Natural gas pipeline failure due to hydrogen attack

Event

Event ID
1100
Quality
Description
[NOTE of the EVENT VALIDATOR: this is a natural gas event, related to the NG supply chain. It may be however of interest for hydrogen-NG mixture transportation in pipeline.]
A 30-inch natural gas transmission pipeline ruptured, releasing about 101.5 million cubic feet of natural gas, which ignited.
The fire fighters were almost immediately on site, 3 hours later all fire suppression activities had concluded.
The pipeline failed by a combination of a manufacturing defect, a degraded coating and ineffective cathodic protection, all resulting in hydrogen-induced cracking at the outer surface of the pipeline.
The accident resulted in 1 fatality, 6 injuries, and the evacuation of over 75 people. Five residences were destroyed by resulting structure fires, and an additional 14 were damaged. A nearby railroad track was also damaged, and over 30 acres of land were burned.
Event Initiating system
Classification of the physical effects
No Hydrogen Release
Nature of the consequences
Fire (No additional details provided)
Macro-region
North America
Country
United States
Date
Main component involved?
Pipeline
How was it involved?
Rupture
Initiating cause
H2-Driven Material Degradation
Root causes
Root CAUSE analysis
The INITIATING cause was the failure of a natural gas pipeline due to hydrogen cracking at a weak spot.
The NTSB investigation identified the root cause in shortcoming of the company integrity management program.
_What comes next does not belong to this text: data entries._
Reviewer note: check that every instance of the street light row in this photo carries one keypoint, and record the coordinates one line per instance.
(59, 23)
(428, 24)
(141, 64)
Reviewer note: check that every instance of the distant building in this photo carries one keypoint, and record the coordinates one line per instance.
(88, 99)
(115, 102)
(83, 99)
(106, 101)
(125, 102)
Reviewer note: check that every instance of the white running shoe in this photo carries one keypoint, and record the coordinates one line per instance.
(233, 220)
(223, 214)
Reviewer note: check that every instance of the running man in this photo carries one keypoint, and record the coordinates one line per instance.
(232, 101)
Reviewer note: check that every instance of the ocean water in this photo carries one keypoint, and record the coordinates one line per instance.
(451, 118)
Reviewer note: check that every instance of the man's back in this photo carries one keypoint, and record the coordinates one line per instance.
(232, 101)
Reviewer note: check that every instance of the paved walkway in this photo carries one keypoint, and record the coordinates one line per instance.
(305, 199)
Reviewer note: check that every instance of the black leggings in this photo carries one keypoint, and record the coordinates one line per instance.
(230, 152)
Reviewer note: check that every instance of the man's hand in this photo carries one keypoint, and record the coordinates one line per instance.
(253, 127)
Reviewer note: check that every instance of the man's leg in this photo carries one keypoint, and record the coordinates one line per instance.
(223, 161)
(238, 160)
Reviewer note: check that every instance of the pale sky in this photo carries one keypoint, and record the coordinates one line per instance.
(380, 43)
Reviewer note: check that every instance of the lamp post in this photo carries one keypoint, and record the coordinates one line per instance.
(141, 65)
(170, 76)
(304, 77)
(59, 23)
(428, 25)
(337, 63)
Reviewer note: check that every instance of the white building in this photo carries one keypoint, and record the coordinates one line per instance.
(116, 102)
It did not accurately assess the condition of the pipeline and/or estimate the risk from combined threats. The company underestimated the risk posed by hard spots because its processes and procedures were inconsistent with PHMSA guidance and industry knowledge of hard spot threat interaction.
In details, the contributing causes were:
(1) Incomplete evaluation of the risks caused by a change of gas flow direction;
(2) Limitations in data analysis related to in-line inspection tool usage;
(3) Incomplete assessment of threats and threat interactions;
(4) Missed opportunities in training and requalification practices.

Facility

Application
Other
Sub-application
Natural gas pipeline
Hydrogen supply chain stage
All components affected
NG pipeline
Location type
Underground
Operational condition
Pre-event occurrences
Two years before, the operation of the pipeline was modified. From one directional natural gas transportation, to bi-directional operation. Since this modification could induce increase in the temperature of pipeline sections triggered by compressors, and this can accelerate external corrosion, a risk analysis had been performed. Gas coolers were installed. The compressor directly related to the failed section started to be used in two years before the incident, inducing a 70 F (20 C) degree increase in that section.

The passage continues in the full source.